Gov't urged to open up the Philippines to more foreign investments

Mall-goers enjoy the nightlife as they dine at restaurants in Quezon City on Friday, June 11, 2022.
The STAR/Miguel de Guzman

MANILA, Philippines — The Philippines should open further to foreigners if it wants to corner more job-generating investments, Asia-based Hinrich Foundation said on Tuesday.

There’s a “window of opportunity that might be the right moment to open the country," Riccardo Crescenzi, professor of economic geography at the London School of Economics, said in an online forum organized by Hinrich.

Crescenzi did not explain when this opportunity would come, nor what’s with this window that would allow the economy to open up more to foreign investors. For years, the Philippines has lagged behind its regional peers in attracting FDI, no thanks to its decrepit infrastructure.

After reaching a record-high $10.1 billion net inflows in 2017, data showed FDI to the Philippines started declining from that peak, with the pandemic worsening the downtrend.

READ: Pandemic worsens already declining FDI under Duterte

As virus curbs ease around the globe, FDI net inflows hit an all-time high of $10.5 billion last year. Meanwhile, the outgoing Duterte administration managed to make a last-minute push to enact laws that relax restrictions on foreign investments.

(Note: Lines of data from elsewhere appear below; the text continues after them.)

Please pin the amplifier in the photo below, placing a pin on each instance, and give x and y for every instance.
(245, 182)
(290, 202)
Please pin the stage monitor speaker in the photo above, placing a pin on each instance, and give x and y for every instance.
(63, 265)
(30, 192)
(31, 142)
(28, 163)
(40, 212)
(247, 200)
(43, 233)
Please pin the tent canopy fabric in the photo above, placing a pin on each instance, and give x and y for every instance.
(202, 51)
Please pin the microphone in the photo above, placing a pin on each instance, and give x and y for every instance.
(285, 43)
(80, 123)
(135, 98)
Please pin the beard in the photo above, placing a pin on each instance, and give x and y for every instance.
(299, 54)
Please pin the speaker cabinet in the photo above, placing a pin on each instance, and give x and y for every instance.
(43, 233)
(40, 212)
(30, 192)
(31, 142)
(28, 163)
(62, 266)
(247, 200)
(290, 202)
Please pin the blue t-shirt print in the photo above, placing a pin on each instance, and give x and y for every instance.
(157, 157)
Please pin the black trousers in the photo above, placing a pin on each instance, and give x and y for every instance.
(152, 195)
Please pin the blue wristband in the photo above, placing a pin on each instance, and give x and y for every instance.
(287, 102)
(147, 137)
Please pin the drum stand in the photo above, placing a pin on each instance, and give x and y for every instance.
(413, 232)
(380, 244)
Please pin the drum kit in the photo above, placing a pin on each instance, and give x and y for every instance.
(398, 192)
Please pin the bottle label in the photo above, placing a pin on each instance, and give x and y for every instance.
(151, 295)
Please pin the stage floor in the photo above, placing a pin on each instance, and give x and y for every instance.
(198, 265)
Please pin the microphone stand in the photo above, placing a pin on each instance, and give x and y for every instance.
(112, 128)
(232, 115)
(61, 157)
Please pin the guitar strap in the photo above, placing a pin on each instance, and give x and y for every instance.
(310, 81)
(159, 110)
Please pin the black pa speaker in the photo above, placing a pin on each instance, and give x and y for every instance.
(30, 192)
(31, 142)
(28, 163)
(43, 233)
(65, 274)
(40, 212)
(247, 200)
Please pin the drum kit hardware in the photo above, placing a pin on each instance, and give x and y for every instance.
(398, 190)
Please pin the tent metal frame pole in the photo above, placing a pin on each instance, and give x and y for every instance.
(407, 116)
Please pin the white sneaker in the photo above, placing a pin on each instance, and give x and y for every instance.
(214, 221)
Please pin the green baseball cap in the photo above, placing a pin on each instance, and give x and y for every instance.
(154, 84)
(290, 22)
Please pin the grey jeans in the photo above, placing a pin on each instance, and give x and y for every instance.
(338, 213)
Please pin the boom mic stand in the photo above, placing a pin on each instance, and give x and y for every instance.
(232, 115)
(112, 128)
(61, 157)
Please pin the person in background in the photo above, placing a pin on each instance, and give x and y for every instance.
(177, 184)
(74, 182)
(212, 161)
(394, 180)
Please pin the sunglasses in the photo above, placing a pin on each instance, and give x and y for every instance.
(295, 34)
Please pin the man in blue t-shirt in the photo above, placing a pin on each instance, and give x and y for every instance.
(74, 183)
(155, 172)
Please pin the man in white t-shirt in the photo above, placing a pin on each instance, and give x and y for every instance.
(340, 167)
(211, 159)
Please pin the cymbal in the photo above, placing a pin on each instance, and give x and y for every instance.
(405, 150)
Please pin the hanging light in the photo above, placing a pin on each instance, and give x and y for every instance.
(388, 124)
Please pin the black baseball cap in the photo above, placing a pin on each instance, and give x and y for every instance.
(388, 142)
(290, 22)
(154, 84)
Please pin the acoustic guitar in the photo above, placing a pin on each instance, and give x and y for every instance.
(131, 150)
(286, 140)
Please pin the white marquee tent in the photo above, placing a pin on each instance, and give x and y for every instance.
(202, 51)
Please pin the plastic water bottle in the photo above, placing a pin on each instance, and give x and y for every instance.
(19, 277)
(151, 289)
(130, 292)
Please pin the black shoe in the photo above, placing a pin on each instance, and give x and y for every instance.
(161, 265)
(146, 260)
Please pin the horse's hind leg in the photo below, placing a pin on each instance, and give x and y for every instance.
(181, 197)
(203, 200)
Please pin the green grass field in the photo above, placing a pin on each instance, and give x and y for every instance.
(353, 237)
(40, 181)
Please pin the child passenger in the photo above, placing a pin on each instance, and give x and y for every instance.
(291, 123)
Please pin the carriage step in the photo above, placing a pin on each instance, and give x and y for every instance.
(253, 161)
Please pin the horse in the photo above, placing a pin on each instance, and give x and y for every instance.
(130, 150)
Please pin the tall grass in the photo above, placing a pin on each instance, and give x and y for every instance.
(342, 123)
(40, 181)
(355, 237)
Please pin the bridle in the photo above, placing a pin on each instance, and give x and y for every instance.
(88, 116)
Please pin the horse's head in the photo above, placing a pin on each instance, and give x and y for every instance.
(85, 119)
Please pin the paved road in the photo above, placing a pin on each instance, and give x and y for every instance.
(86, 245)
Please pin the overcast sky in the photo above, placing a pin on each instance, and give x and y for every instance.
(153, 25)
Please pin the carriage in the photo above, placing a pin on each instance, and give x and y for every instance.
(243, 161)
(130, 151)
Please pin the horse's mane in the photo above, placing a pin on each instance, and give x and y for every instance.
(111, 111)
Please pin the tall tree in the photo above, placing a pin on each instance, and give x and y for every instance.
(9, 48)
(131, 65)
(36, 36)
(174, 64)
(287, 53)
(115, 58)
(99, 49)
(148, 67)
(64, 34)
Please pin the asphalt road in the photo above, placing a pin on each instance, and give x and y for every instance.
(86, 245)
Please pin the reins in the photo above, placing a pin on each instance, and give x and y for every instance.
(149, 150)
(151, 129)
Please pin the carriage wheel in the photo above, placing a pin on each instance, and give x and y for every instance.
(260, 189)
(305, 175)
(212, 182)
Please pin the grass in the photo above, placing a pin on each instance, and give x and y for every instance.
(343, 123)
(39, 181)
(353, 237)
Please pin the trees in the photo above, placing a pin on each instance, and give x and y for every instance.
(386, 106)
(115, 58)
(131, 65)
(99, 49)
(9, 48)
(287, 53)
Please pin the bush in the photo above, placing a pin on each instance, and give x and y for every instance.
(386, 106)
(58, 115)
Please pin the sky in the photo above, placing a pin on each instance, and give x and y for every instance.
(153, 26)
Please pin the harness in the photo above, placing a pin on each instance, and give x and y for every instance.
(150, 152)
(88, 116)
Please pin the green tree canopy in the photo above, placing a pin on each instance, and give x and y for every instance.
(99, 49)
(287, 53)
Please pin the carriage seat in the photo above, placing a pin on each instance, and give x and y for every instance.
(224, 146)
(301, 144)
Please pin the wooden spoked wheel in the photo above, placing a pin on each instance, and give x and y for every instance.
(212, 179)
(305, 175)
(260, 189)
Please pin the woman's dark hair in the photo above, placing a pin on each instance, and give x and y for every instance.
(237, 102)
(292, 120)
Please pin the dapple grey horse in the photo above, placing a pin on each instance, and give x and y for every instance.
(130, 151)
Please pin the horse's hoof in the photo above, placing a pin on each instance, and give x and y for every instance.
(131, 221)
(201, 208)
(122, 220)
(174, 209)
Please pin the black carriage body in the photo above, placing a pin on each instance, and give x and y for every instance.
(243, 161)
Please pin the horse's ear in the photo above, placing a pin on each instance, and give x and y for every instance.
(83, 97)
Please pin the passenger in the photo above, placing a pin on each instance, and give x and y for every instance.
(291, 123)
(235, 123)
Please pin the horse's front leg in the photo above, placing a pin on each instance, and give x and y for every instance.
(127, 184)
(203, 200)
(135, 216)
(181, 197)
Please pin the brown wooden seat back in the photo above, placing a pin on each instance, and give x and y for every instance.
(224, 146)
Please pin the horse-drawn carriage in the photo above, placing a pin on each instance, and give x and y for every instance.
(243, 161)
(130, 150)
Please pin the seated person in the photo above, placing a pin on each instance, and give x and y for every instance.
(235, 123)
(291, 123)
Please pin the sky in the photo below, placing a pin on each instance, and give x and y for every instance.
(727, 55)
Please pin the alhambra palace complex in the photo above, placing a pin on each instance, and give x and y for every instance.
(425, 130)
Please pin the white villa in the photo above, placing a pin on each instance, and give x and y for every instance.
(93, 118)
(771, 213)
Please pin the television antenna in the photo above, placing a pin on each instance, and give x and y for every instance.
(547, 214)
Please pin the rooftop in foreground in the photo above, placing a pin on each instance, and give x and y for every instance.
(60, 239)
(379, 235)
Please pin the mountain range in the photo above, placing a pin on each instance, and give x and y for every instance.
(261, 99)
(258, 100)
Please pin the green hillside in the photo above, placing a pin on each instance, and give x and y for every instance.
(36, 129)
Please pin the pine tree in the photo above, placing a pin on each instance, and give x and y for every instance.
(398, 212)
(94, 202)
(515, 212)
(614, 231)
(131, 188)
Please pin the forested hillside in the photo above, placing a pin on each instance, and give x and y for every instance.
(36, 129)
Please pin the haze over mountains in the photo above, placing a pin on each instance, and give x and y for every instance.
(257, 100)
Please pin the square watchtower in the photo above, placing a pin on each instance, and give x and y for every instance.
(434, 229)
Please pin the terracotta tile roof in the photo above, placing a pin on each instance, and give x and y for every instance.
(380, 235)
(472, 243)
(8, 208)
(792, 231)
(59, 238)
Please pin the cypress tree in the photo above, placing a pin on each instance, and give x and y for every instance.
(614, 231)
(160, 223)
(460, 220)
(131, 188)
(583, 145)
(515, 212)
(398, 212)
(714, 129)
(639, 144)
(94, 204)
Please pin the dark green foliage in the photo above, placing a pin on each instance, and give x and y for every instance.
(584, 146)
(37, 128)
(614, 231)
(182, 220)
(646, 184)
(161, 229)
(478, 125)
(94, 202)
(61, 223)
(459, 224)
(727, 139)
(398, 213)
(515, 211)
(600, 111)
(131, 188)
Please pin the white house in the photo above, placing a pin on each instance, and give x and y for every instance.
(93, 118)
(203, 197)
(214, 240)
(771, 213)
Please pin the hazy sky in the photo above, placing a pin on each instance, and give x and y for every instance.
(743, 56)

READ: Easing of retail trade to recoup pandemic losses | Duterte signs law allowing full foreign ownership in key sectors like telcos

Crescenzi and Oliver Harman, cities economist for the International Growth Centre at the University of Oxford, wrote a research commissioned by the Hinrich Foundation that looked into different ways FDIs and global value chains could be leveraged by countries.

For Harman, the Philippines has experienced "outward and inward" FDI, wherein a country would invest overseas and bring home lessons it picked up from that investment experience.

The research noted that the Philippines, alongside Cambodia, Indonesia, Thailand, and Vietnam, depend on its regional peers for “inward” investments. At the same time, this same cluster of countries also directed their investments to countries in East and Southeast Asia — a type of “outward” FDI that, the researchers said, could bring in new knowledge that facilitates economic development.

"There are pressure to sort of engage in economic resiliency policies by looking inward. In the long run, it’s important for economies to remain open," Harman said.

Harman believes opening the Philippines further to the rest of the world could prove easier in the coming years, citing the local call center industry which has thrived in regions outside the capital. He said cities like Baguio and Bacolod managed to win investments from BPO firms when they understood the needs of the industry and identified the regional assets with whom the two cities should couple.

“Attracting FDI requires a consideration for actions at lower geographical scales. It also reminds policymakers that, while regional assets can take a long time to change, local institutions can match existing links to global networks in the short term,” the researchers said.